John Pienaar to leave BBC after 28 years
Veteran political broadcaster to take role at new Times Radio
John Pienaar is to quit the BBC after 28 years, the veteran political broadcaster has announced.
He tweeted: “Personal news: after nearly three decades at the BBC I am leaving to join the soon-to-be-launched Times Radio as Drive Time presenter.”
Mr Pienaar started on the BBC politics beat in 1992 and is currently its deputy political editor.
He presents Pienaar’s Politics on Radio 5 Live and, according to the broadcaster, “has worked on the full range of BBC news and current affairs programmes”.
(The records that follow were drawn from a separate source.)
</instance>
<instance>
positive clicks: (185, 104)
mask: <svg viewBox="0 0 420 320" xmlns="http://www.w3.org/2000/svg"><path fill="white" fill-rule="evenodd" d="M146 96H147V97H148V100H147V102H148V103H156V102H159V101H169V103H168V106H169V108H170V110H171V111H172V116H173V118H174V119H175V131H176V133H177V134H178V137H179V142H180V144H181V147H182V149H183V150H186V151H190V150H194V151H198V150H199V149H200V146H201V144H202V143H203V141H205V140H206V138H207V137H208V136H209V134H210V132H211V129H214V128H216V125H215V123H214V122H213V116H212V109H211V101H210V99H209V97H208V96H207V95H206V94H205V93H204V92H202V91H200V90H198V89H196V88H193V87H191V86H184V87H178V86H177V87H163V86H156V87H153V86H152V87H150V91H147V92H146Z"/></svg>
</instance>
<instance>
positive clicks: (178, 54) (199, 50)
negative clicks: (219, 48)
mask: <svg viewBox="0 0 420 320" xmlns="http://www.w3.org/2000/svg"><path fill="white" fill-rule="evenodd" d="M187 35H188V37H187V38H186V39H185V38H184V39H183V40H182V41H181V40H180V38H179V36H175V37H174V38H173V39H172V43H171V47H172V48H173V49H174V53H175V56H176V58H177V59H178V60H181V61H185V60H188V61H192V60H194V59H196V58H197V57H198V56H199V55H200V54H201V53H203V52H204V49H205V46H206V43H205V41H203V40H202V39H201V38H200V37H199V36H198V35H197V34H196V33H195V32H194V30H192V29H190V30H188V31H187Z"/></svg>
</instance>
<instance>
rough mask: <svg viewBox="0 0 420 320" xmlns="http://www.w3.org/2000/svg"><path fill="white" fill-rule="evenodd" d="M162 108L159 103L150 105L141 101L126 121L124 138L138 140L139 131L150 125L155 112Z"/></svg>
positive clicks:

Mr Pienaar is also a former political correspondent at The Independent and the Press Association news agency. He began his journalistic career on the South London Press.
When he was appointed to his current role in 2016, his boss Jonathan Munro described Mr Pienaar as “a political animal to his fingertips, a great storyteller and supreme broadcaster”.
The high-profile departure comes amid a row over the future of the BBC, with Boris Johnson’s government promising a review of how it is funded.
On Monday morning Conservative MPs lashed out at the PM over reports the licence fee might be scrapped altogether and the BBC forced to move to a Netflix-style subscription model.
Damian Green said such a course would amount to “cultural vandalism” while Huw Merriman, who chairs the all-party parliamentary group on the BBC, said the corporation should “not be a target”.
Ministers are consulting on whether non-payment of the licence fee should be decriminalised.
Times Radio, a new brand for Rupert Murdoch’s News UK, is set to launch later this year and will broadcast across the UK on digital radio and online.
It will combine the journalism of The Times and The Sunday Times with the broadcasting nous of Wireless, the company behind talkRADIO which News UK bought in 2016.